«El cielo ideal de las Humanidades, está en la realidad
lleno de nubarrones violentos. Basta abrir los periódicos o escuchar las
noticias. Y esa oscuridad nos lleva a pensar si esa prodigiosa invención de las
“humanidades” no se nos ha deteriorado y si, a pesar de los indudables
progresos reales, el género humano no ha logrado superar la ignorancia y su
inevitable compañía, la violencia, la crueldad. El “género humano”, esa
trivializada expresión, convertida en “desgénero humano”, en una degeneración».
Emilio Lledó. Fragmento del Discurso de recogida del
premio Princesa de Asturias de Comunicación y Humanidades 2015.
La sociedad alcanza hoy niveles de sofisticación impensables
hace solo unas décadas. Internet es un buen exponente de ello. Sin duda ha
mejorado muchos aspectos cotidianos, como las comunicaciones o el acceso a la
información. A cambio, nuestra vida se ha llenado de spam, virus informáticos,
incompatibilidades de formato… Al igual que en la informática, la sofisticación
del sistema educativo ha traído consigo muchos elementos superfluos, que en
demasiadas ocasiones atraen la atención del docente, desviándola de lo que
debería ser lo principal.
¿Y qué es lo principal? El simple hecho de formular
esta pregunta es un buen indicador de lo difícil que resulta identificarlo
entre tanto elemento «accesorio». El dramaturgo Peter Brook, en su libro El
espacio vacío (1968), se planteó la misma cuestión referida al teatro.
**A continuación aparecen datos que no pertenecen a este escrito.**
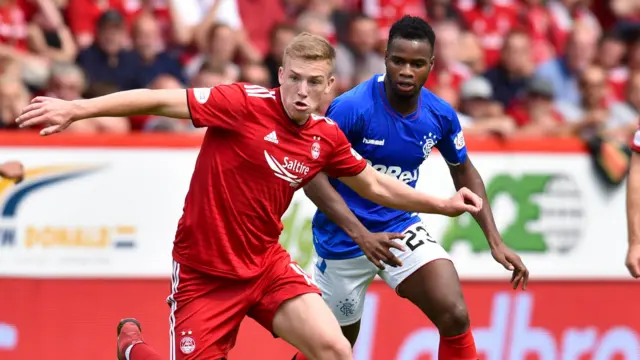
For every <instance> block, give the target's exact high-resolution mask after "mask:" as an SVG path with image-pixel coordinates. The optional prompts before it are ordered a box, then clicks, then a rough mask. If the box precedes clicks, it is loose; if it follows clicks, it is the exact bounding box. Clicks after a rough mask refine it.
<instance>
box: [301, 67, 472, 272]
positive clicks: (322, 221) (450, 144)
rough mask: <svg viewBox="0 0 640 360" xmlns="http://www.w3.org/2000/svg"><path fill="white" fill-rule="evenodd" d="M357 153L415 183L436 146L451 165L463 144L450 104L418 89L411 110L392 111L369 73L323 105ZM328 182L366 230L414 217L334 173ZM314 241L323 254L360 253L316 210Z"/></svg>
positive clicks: (408, 182) (393, 231)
Para buscar la respuesta realizó un sencillo ejercicio consistente en eliminar
todo lo que no era esencial para su arte. «Podemos deshacernos del telón, de
los focos, del vestuario… y sigue siendo teatro», afirmaba Brook. Incluso se
podría suprimir el guion o la dirección artística, y no dejaría de ser teatro.
Lo único de lo que no podemos prescindir es de un actor, en un espacio y ante
un público.
Si trasladamos este mismo ejercicio a la escuela obtendríamos
un resultado muy parecido. Para poder hablar de educación solo es preciso
contar con las personas que aprenden y, en su caso, que enseñan.
La relación
humana es lo principal, la esencia de cualquier acto educativo. Si esto falla,
todo lo demás (recursos didácticos, programaciones, informes, etc.) también
fallará.
Decía Gabriel García Márquez que una persona solo tiene
derecho a mirar a otra desde arriba cuando le está ayudando a levantarse.
Hay ciertas profesiones, como la docencia, que precisan
grandes dosis de humanidad entre quienes las ejercen. Son ocupaciones
difíciles, como las que desempeñan médicos, policías, trabajadores sociales… y
lo son porque su materia prima es el organismo más emocionalmente complejo del
universo:
El ser humano
Trabajar para otras personas que te necesitan requiere
cualidades especiales, como la empatía o la compasión. Estoy convencido de que
todos los que, en un momento dado, elegimos una de estas profesiones teníamos
esas cualidades. Sin embargo, también he podido comprobar que las condiciones
laborales, el paso de los años o algunas circunstancias vitales pueden
deshumanizar a estos profesionales.
José Iribas comparte
en su blog un
cuento que, junto con el consejo del gran Gabo, ayudan a no perder de vista la
esencia humana del oficio de educar. Es la historia de un hombre que, paseando
por la playa, topó con un niño que lanzaba frenéticamente estrellas de mar al
agua. Había cientos en la arena. El oleaje las sacaba y el chico pretendía
evitar que murieran devolviéndolas al mar.
Aquel hombre, después de averiguar el propósito de la tarea,
quiso aliviar la conciencia del pequeño.
Le explicó que se trataba de un proceso
natural. Sucedía en muchas playas de todo el mundo. «¿No te das cuenta de que
no puedes salvar a todas las estrellas?, ¿no estás haciendo algo que no tiene
sentido?», le preguntó para hacerle pensar en lo inútil de su misión. El chico
cogió otra estrella, la miró y respondió: «Para esta sí tiene sentido»; y la
devolvió al mar con todas sus fuerzas.